Audition du Ministre des droits de l’Homme
Ce n’est pas la constitution mais le projet est tout aussi important d’après le Ministre Samir Dilou qui a fait une comparaison entre les deux textes lors de son audition le jeudi 30 mai. Selon lui, les deux textes doivent avant tout s’adresser au peuple et non pas seulement à une majorité électorale. Mais pourtant, le projet de loi présenté par la commission technique n’est pas si évident pour tous. Les députés de la commission des droits, des libertés et des relations extérieures, ont pris la parole pour interroger le ministre sur certains points sensibles. La préoccupation majeure reste de savoir dans quelle mesure cette loi peut garantir un non-retour aux pratiques répressives du régime Ben Ali et permettre la réhabilitation des victimes. Pour indication, la loi fixe les dates d’application des violations au 20 mars 1956. Elle prend donc également en compte les victimes du régime de Bourguiba.
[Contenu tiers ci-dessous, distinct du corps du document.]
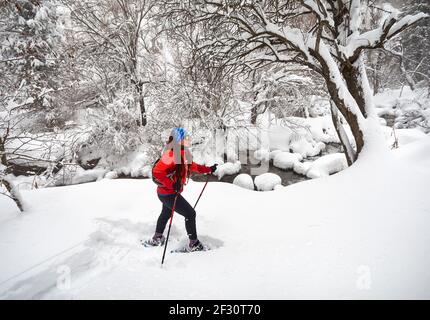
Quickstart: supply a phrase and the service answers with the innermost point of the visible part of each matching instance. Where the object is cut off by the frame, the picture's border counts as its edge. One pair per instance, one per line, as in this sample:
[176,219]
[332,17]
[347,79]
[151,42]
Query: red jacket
[165,171]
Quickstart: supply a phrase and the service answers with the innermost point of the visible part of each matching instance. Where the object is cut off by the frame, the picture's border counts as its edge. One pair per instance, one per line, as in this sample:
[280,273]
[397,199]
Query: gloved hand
[177,186]
[213,168]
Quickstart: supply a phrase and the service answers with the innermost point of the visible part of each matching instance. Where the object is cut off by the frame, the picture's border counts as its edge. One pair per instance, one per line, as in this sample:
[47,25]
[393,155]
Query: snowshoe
[153,242]
[197,246]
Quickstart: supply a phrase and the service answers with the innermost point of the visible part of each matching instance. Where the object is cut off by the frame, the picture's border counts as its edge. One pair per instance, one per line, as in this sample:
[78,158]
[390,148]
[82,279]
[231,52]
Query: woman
[171,173]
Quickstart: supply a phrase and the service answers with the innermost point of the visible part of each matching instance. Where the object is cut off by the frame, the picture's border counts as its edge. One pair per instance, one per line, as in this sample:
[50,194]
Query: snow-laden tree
[29,38]
[329,37]
[118,39]
[282,91]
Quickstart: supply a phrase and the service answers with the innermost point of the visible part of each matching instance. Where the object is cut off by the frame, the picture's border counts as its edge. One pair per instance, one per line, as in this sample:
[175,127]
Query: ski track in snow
[370,241]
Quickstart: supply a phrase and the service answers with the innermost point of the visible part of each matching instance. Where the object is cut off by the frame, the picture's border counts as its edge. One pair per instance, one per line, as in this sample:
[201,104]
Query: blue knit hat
[178,134]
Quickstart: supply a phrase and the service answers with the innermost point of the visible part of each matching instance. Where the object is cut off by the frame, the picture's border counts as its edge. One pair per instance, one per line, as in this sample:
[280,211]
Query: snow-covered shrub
[115,129]
[267,181]
[410,108]
[244,180]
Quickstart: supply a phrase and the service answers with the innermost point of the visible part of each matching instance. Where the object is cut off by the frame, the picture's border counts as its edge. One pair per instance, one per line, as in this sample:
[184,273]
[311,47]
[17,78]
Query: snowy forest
[314,116]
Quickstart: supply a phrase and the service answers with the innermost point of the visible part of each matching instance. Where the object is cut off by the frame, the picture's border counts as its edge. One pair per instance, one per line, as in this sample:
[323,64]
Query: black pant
[183,208]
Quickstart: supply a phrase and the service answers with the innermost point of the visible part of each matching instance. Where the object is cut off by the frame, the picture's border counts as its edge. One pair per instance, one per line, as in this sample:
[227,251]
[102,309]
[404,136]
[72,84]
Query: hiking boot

Vidéo de l’audition du Ministre par Al Bawsala
La commission de la vérité et de la dignité
Depuis mardi 28 mai, les questions des députés ont porté sur la précision de certains articles comme l’article 3 relatif aux violations graves et préméditées. L’élue Hajer Azzaiez d’Ennahdha a demandé quel serait le critère pour déterminer la violation par exemple. L’élue Amel Ghouil d’Ennahdha a estimé les articles 43 et 44 ne sont pas assez précis sur le type de violations et les réduisent à celles commises par l’Etat. Le ministre leur a répondu qu’il s’était basé sur la «littérature de la justice transitionnelle» pour déterminer les types de violations. Mais c’est surtout l’instauration d’une commission de vérité et de dignité qui semble poser problème. La limitation de ses prérogatives notamment pour l’accès aux documents «susceptibles de porter atteinte à l’ordre public et à l’intérêt de la défense nationale».
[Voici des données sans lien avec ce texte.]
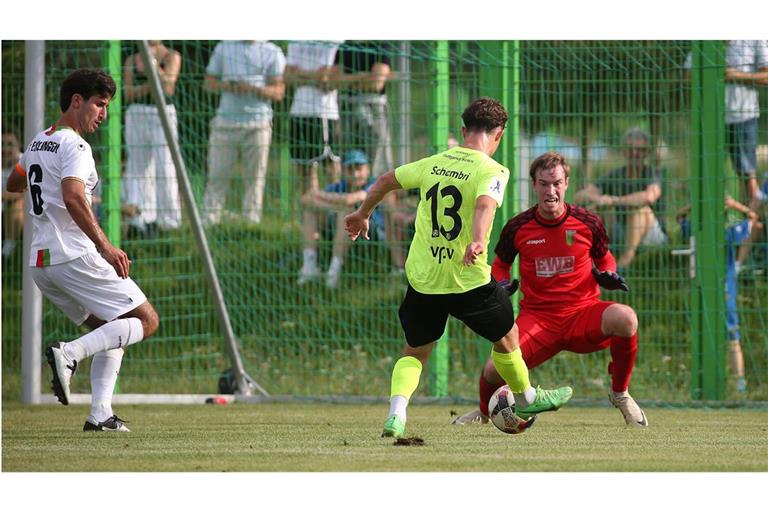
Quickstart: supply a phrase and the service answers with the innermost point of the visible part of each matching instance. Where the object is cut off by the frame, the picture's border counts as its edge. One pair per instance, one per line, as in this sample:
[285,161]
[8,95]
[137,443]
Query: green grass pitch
[299,437]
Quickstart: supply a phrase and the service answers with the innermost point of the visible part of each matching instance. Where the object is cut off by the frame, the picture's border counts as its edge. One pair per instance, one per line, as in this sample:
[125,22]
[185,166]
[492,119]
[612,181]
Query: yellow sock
[405,376]
[512,369]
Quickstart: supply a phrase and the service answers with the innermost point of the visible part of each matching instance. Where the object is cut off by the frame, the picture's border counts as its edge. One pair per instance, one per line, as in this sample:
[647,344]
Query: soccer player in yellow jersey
[460,190]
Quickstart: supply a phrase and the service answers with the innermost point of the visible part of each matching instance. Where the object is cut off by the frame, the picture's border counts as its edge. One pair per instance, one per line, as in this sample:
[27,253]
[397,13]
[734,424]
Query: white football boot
[633,414]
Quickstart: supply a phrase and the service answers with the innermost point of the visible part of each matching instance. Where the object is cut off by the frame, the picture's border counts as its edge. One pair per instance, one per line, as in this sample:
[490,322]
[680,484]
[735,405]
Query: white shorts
[655,235]
[88,286]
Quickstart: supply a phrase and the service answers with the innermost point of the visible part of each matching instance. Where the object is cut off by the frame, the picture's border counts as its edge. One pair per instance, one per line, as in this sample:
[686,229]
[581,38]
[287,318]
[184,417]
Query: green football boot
[546,400]
[393,427]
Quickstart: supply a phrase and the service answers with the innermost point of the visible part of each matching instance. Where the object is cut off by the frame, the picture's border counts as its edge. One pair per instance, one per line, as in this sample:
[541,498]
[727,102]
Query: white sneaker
[633,414]
[307,273]
[63,368]
[332,279]
[472,417]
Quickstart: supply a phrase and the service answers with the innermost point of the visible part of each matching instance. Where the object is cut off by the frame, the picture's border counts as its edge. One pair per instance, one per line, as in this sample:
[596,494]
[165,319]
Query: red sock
[486,390]
[623,352]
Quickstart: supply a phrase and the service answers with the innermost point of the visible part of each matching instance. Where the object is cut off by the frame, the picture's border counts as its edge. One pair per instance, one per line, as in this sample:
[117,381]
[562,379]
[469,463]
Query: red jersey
[555,257]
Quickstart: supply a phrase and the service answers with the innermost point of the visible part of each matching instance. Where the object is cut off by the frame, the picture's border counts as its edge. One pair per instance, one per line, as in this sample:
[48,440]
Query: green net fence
[590,100]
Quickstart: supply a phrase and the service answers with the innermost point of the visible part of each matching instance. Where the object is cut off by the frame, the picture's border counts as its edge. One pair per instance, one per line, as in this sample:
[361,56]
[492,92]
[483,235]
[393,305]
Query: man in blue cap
[341,196]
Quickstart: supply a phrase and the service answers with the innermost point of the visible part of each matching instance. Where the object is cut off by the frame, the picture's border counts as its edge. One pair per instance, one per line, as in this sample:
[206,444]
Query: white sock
[8,247]
[335,266]
[525,398]
[104,369]
[310,258]
[397,405]
[115,334]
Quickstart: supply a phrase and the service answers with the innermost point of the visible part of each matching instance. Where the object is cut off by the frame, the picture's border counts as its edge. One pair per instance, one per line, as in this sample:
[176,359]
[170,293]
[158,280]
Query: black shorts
[311,139]
[486,310]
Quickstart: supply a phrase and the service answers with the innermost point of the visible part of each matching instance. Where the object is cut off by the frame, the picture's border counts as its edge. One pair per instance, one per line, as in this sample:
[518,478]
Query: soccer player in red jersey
[564,256]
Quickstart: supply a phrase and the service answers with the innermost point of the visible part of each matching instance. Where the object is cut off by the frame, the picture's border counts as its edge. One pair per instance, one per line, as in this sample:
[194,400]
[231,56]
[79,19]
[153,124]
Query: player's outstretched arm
[17,181]
[73,193]
[481,223]
[356,223]
[609,280]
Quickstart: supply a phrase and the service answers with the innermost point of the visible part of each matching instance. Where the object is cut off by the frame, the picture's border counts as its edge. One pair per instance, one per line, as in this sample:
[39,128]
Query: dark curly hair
[86,83]
[484,114]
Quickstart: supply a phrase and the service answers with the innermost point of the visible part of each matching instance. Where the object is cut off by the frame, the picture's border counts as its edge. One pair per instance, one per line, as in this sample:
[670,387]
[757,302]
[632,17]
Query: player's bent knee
[148,316]
[510,342]
[620,320]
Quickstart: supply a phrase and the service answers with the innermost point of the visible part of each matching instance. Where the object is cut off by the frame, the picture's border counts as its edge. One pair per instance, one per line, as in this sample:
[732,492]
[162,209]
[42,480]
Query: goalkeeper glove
[509,286]
[609,280]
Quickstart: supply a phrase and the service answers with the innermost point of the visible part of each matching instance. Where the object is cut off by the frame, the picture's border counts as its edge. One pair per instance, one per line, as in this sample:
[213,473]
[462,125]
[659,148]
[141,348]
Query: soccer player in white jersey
[73,263]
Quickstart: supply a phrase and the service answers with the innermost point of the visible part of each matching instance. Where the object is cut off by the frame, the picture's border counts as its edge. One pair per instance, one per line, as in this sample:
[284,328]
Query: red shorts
[542,335]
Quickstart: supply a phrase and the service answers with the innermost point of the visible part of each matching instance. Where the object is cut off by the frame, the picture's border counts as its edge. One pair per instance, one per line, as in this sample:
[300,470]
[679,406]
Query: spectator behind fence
[330,203]
[314,113]
[249,76]
[746,68]
[634,191]
[13,203]
[365,69]
[735,235]
[150,188]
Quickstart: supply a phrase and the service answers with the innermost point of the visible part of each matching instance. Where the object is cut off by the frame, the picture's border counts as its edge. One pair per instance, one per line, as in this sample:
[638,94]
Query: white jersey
[741,100]
[309,101]
[51,157]
[255,62]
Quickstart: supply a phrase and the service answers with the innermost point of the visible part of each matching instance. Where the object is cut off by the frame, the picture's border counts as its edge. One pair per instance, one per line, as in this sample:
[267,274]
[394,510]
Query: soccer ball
[501,406]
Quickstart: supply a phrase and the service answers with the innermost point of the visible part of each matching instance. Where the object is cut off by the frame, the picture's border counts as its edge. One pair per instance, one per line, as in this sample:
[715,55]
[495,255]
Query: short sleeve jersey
[255,62]
[555,257]
[449,184]
[51,157]
[309,101]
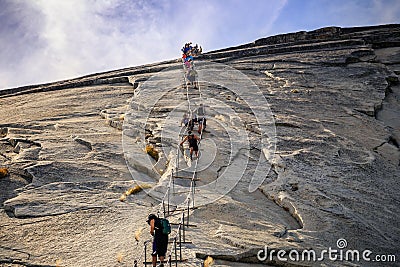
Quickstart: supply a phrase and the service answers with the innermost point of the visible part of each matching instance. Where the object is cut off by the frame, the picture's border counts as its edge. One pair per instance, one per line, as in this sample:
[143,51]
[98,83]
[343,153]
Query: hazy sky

Lors de la réunion du mercredi 29 mai, l’élu Samir Ben Amor, a proposé une autre formulation afin de concilier les prérogatives de la commission et l’intérêt de la défense nationale. Pour ce comité, le Ministre Samir Dilou a déclaré que si ce dernier était convaincu par le caractère non secret du document, il peut demander au Ministère de lui fournir le document complet. Il a ajouté qu’il fallait une certaine « immunité » à la commission afin de ne pas entraver les membres dans leurs fonctions. Cette question de l’immunité a été copiée sur le type d’immunité accordée aux magistrats car ce comité est une commission semi-judiciaire. D’autres élus ont dénoncé le manque de précisions sur la commission comme Rim Mahjoub qui a posé une question relative au choix des magistrats et sur l’article 39 qui ne fixe pas les modalités de démission du président du comité.
La caisse de réparation
La caisse de réparation décidée par l’article 11 a également soulevé de nombreuses questions. Celle-ci fixe le montant des indemnités de chaque réparation. Elle est indépendante du comité de vérité et de dignité selon le Ministre. Les autres interventions du vendredi 31 mai ont d’ailleurs porté sur l’indépendance de cette caisse des réparations (article 43). L’élu Mohamed Gahbiche a demandé plus de précisions sur celles-ci car la loi ne précise pas par qui et comment elle sera financée.
Les débats ont repris vendredi 31 mai avec les discussions autour de l’article 48 sur la sous-commission d’arbitrage et de vérité qui va être créée au sein du comité. Pour Samir Ben Amor, il faut préciser quels dossiers de corruption peuvent être soumis à un processus de réconciliation. La président de la commission de la législation générale, Kalthoum Badreddine, a soutenu l’idée selon laquelle il faut diviser cet article afin d’ajouter certains points. A noter, un consensus a été trouvé sur l’article 47 relatif à la préservation de la mémoire collective et nationale mais les élus restent divisés sur la formulation du terme.
Les discussions reprennent cette semaine autour du projet.